2023/12/21

「あらっ、柳さん!」

 おれが追いかけてきたことに気づいた通子さんは、振り返って嬉しそうな声をあげた。この人、相当変だけどやっぱり美人ではあるんだよな……などと考えながら「ど、どうも」などとヘラヘラしていると、

「柳さんが来てくださったのなら、ちょっとお手伝いをお願いしたいことがありますの。氷は後回しでいいわ」

 と、おれを厨房ではないところに連れて行こうとする。

「あのぉ、どんなご用事ですか?」

「あとでお話ししますわ。すみません、こちらに」

 で、到着したのはなんと、さっき見せてもらった通子さんの部屋である。「どうぞどうぞ」と言われるままに部屋に入ると、通子さんは後ろ手にパタンとドアを閉めた。

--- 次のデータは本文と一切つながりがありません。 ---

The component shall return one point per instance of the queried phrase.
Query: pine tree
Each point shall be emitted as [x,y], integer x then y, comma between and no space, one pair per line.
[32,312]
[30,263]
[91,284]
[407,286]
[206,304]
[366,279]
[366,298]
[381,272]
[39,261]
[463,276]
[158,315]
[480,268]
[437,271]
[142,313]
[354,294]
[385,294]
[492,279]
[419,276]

 物置を改造したとかいう、とにかく小さな部屋だ。二人でいると距離感がバグる。めちゃくちゃ近い……さっきも言ったとおり通子さんは美人だし、飲まされたアルコールが今になって体内を駆け巡っているような気分になってきた。

「な、なんでしょうか通子さん」

「あの、さっき先生がおっしゃったこと、本当でしょうか……」

 通子さんが気にしているのは、めりくり様の祟りのことだろう。上目遣いでこちらを見つめる顔は、おれのことを心配してくれているように見える。

 えーと、どうしたものか。おれの立場では先生の霊能力を否定することはできない。でも通子さんに「先生の言うことは当たりますよ!」と言ってしまうのもなぁ……「おれ死にますね!」と言ってるのと同じことだもんなぁ……。

「えーと……まぁその、先生のああいうのは当たりますけどもー、まぁ、うん、しかし、結局なんだかんだで上手い具合に納めてしまうのが先生というか、ハハハ」

「当たることは当たると?」

「ハハ……まぁ、ハイ」

 言っていておかしいとは思うのだが、これが精いっぱいの苦し紛れだ。

「そうですのね……でも不思議だわ、めりくり様はこの村だけの神様なのに、村民でもない、外から来た柳さんを生贄に指名するなんて」

「そうですね……」

 本当だよ。先生がいい加減なことを言ったおかげで、おれは今まさに変な汗をかくハメになっている。

「一人目は杉二郎お兄様、これは祠を壊した張本人ですから当然でしょう? その杉二郎お兄様に車を買い与えたのはお父様で、これもまぁ当然。ほかに関わった人間はとりたてていないのですけど、でもめりくり様の祟りは三人に降りかかるものと言い伝えにありますでしょ……本当に柳さんが三人目でよろしいのかしら……」

 などと言いながら、通子さんはいきなりベッドをごそごそいじり始めた。

 どういうこと? なんか嬉しいとかラッキーとかないんだが。むしろ恐いんだが。

「は、はぁ。まぁでもその、託宣ですから」

「そうですわね。神様の意志を人間が汲もうだなんて、愚かな行いかもしれませんわ。祖母は先生は凄い方だと申しておりましたし、ネットの評判もいいみたいですし、その上助手でいらっしゃる柳さんもそう仰るのなら、三人目はやっぱり柳さんなのかもしれませんわね」

 そう言いながら通子さんが布団の下から取り出したのは――べっとりと血がついた手斧だった。

「おあ!?」

 思わず声を上げたおれの正面で、通子さんが斧を振り上げた。